Islam Nusantara untuk Perdamaian Dunia
A Helmy Faishal Zaini ;
Sekretaris Jenderal Pengurus
Besar Nahdlatul Ulama
|
KOMPAS, 10 Mei 2016
Dalam perbincangan dan
diskusi beberapa waktu lalu dengan Sheikh Taufiq Ramadhan Al-Buthi, ada yang menarik
perhatian dari yang dipaparkan oleh Dekan Fakultas Syariah Universitas
Damaskus tersebut. Hal tersebut adalah soal pandangannya sebagai ”lingkaran
Muslim” memandang cara beragama orang Islam di Indonesia.
Selain keberhasilan
memadukan Islam dengan demokrasi, Taufiq memuji terutama keberhasilan
bertoleransi dan hidup damai dalam pluralitas. Lingkaran Muslim, meminjam
istilah Taufiq, adalah terma yang disematkan untuk penduduk Muslim Barat Daya
(atau Timur Tengah dalam perspektif orang Barat). Artinya yang dimaksud
dengan lingkaran Muslim adalah penduduk negara-negara Islam yang berada di
negara-negara Teluk.
Terma lingkaran Muslim
tampaknya semakna dengan Arab Spring yang sempat digagas sekitar tahun 2011
lalu. Banyak kalangan menilai bahwa Arab Spring adalah tonggak revolusi
negara-negara Arab. Apa tujuannya? Tujuannya adalah ingin mewujudkan tatanan
negara kehidupan yang adil dan makmur. Naif memang, keadilan dan kemakmuran
harus dibayar dengan pertumpahan darah dan juga korban.
Di hadapan realitas
yang demikian tersebut, Taufiq, menaruh rasa optimisme bahwa Islam bisa
menyajikan wajah damai, dan itu contohnya ada di Indonesia.

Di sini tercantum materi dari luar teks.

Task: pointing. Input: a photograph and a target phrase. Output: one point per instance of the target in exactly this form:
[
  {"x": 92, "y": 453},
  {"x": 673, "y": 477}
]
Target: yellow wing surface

Islam bisa tidak
saja berdampingan, tetapi juga melebur, memeluk, dan bersenyawa dengan
budaya, nilai-nilai keluhuran dan kearifan, serta sistem pemerintahan yang
demokratis.
Dunia hari ini, diakui
atau tidak, masih menjadikan Islam model negara Barat daya sebagai
representasi wajah Islam itu sendiri. Hal ini memang bisa dimaklumi, sebab
Islam bertumbuh dan berkembang di kawasan negara-negara Teluk tersebut.
Namun, bukan berarti pemakluman tersebut membenarkan. Sebab, pada
kenyataannya Islam juga bertumbuh jauh melampaui sekat-sekat geografis,
teritorial, dan demografis negara-negara Teluk tersebut. Dan, salah satunya
di Indonesia.
Kiblat keislaman
Indonesia saat ini
memiliki peluang besar untuk menjadi kiblat keislaman dunia. Di saat negara
lain sibuk dengan konflik horizontal, sektarian, dan pemerintahannya,
Indonesia justru sudah jauh melesat menyuguhkan sebuah cara beragama yang
damai, saling menghormati, saling tepa selira, bertoleransi, dan juga saling
mengisi.
Pada etape ini saya
teringat dengan KH Mustofa Bisri (2015) yang mengatakan bahwa yang paling
utama harus diperbaiki sebagai seorang yang beragama adalah kesadaran dan
keyakinan diri. Artinya, kita sebagai seorang yang berkeyakinan harus bisa
menyelesaikan ”keyakinan” dalam diri kita sendiri sehingga tidak mudah
ketakutan akan ancaman-ancaman atau segala sesuatu yang akhirnya dinamakan
dengan gejala ”fobia” itu.
Di Indonesia, banyak
peristiwa sehari-hari yang bisa dijadikan rujukan untuk membuktikan kerukunan
antarkeyakinan. Di Malang, kita masih ingat ada sebuah gereja yang
meminjamkan lahan parkir dan pelatarannya untuk menampung membeludaknya
jemaah shalat Idul Fitri. Ini contoh nyata toleransi di Indonesia tidak hanya
berhenti pada konsep saling menghargai, tetapi lebih dari itu makna toleransi
secara praksis adalah tindakan saling mengisi.
Pada tataran inilah
hemat saya Indonesia layak menjadi kiblat model keberislaman dunia. Islam
yang sejuk dan mendamaikan sesama. Islam yang memahami makna berbeda untuk
saling mengisi dan hidup mesra berdampingan bersama.
Dalam pada itu,
sepenuturan Presiden Joko Widodo seusai kunjungannya ke negara-negara Eropa
(23/4), banyak negara mengapresiasi peran Indonesia dalam membangun
perdamaian dunia melalui pengembangan Islam yang moderat, toleran,
demokratis, serta tidak ekstrem.
Nasionalisme ulama
Senyampang dengan hal
itu, kekuatan besar dalam menyuguhkan Islam yang damai dan harmonis, meminjam
analisis Said Aqil Siroj (2015), terletak pada kepahaman sekaligus kesadaran
transendental dari ulama-ulama Indonesia akan pentingnya berbangsa dan bernegara.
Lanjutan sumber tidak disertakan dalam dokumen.